Collins: general support for changes

The Solicitors Regulation Authority (SRA) is to revisit its policy on requiring firms to report non-material breaches to examine whether it amounts to an “unnecessary burden” on the profession.

At a specially convened meeting yesterday, the authority’s board approved the first 10 proposals in its red tape initiative. At the same time, it announced some of the next areas to be investigated.

They include improving online practising certificate renewal, education and training regulations (such as simplifying training contract registration), simplifying the regulatory maze, and addressing operational administration, such as handling the notification of new managers electronically.

Reporting requirements to the SRA by law firms, a grey area of regulatory compliance that has caused disquiet among solicitors, will also be scrutinised.
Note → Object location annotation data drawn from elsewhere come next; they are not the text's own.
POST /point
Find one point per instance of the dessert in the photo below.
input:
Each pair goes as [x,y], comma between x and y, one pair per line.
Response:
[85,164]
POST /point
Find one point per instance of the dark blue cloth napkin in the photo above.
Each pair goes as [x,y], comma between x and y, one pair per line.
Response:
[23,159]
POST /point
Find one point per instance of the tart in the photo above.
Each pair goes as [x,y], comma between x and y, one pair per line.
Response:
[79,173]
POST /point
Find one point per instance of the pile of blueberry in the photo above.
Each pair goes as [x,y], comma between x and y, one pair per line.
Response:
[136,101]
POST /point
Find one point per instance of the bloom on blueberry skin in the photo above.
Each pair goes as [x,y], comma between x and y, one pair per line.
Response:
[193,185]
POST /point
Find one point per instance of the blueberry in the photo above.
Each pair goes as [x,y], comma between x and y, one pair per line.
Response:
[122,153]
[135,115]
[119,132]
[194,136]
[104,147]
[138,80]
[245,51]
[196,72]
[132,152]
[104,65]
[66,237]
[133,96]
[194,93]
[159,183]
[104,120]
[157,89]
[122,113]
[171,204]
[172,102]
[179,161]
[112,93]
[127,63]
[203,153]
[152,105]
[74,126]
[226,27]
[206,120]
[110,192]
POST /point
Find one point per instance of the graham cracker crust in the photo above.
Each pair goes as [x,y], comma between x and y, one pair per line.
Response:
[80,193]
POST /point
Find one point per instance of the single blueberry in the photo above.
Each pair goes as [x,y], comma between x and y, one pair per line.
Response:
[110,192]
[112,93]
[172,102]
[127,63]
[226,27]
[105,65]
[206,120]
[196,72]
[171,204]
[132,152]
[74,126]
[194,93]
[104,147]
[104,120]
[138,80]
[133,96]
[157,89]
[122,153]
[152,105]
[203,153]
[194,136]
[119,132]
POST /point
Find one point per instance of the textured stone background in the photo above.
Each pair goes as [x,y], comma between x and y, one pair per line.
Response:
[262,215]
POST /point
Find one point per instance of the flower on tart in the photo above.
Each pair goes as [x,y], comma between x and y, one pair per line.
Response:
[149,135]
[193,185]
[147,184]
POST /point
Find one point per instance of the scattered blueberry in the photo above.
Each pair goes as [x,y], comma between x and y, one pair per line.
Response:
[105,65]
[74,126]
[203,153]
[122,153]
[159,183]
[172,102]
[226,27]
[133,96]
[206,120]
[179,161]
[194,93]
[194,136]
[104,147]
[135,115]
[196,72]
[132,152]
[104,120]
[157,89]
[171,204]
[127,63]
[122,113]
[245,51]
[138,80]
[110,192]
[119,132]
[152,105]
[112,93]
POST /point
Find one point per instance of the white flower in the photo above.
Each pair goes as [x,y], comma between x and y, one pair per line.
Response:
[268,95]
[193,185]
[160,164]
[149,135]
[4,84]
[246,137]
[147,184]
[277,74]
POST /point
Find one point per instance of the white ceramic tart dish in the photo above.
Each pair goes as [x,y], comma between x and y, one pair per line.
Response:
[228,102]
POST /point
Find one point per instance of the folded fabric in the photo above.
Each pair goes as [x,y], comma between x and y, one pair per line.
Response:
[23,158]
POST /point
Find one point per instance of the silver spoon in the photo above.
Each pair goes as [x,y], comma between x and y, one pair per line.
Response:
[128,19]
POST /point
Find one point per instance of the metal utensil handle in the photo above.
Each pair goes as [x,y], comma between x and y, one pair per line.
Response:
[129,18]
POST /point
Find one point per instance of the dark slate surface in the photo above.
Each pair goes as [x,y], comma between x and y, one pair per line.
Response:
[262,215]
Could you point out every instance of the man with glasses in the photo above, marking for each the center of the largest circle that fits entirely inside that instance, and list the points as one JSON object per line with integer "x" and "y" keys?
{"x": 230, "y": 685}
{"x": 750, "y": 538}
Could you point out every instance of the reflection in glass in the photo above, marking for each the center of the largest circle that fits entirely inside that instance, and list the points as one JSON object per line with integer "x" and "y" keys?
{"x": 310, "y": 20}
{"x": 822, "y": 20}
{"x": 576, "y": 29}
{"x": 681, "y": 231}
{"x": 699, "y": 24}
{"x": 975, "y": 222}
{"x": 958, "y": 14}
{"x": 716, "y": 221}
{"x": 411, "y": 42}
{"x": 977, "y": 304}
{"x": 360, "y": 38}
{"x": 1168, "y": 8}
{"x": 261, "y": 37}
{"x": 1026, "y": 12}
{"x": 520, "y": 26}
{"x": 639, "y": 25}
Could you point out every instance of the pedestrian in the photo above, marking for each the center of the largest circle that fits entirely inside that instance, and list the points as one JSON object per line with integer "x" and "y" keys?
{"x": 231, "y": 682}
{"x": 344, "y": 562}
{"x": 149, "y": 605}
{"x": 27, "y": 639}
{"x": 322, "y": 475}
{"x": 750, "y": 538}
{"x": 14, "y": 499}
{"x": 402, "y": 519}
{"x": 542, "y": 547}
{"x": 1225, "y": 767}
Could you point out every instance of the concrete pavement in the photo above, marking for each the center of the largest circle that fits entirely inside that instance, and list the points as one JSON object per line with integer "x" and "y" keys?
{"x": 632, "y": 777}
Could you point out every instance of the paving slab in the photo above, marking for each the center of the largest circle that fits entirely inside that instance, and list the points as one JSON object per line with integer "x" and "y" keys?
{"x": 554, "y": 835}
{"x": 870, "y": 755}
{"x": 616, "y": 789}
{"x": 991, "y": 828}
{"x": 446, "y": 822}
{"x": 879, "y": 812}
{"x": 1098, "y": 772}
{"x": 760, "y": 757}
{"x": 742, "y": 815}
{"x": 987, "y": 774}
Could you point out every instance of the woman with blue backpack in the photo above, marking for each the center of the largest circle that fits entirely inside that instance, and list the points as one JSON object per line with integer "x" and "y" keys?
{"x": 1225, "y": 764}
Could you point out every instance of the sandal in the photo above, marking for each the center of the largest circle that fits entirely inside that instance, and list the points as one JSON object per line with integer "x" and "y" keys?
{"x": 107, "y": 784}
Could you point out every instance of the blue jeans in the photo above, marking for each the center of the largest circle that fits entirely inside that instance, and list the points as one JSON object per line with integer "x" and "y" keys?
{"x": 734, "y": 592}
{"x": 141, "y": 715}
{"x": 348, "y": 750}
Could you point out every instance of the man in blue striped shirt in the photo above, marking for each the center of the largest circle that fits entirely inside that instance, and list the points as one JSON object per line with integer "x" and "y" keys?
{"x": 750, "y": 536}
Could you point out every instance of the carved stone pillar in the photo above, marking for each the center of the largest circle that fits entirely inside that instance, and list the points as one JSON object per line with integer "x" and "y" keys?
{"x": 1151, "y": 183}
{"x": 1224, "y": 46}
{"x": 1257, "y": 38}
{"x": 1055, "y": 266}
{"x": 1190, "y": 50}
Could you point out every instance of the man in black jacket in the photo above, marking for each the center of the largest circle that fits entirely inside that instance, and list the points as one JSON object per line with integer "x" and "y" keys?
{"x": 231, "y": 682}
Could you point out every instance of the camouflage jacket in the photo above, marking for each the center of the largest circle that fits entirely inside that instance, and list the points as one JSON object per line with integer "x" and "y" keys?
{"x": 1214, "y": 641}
Some respondents to the consultation commented that the new reporting requirements – particularly in relation to non-material breaches – “place an unnecessary burden on the profession”, the SRA said.

Approval of the 10 reforms in the SRA’s initial list means the lifting of restrictions on charging by in-house lawyers employed by not-for-profit organisations and allows solicitors working in-house for local authorities to charge charities for legal services.

The latter issue was the subject of 56 of a total 93 consultation responses, all from individual employees at Kent County Council. They, along with colleagues at other authorities, suggested extending permission to charge to areas beyond their particular local authority. The SRA said it would consider an extension at a later date, because providing services ‘out of area’ would in effect put them on a par with commercial entities.

A red tape initiative plan to passport foreign lawyers into partnerships, which last week came under fire from the Law Society, was approved in spite of the society’s objections. The SRA pledged only to review the approval process for foreign lawyers, including their knowledge of regulatory obligations.

Another proposal to which the society also objected strongly – to scrap a requirement that authorised training providers have to seek reauthorisation every three years – was given the green light nevertheless. The SRA responded that providers were required to notify of any material changes that might affect their ability to train effectively, so reauthorisation was unnecessary.

Other proposals waved through by the SRA board included allowing compliance officers to operate in related entities, abolishing the need for SRA approval of trainee secondments, and removing the need for student re-enrolment after four years.

Richard Collins, SRA executive director for policy, said: “The response to the consultation exercise was positive… Not everyone who responded was in favour of the removals we had suggested – and some wished us to go further than proposed – but there was general support.”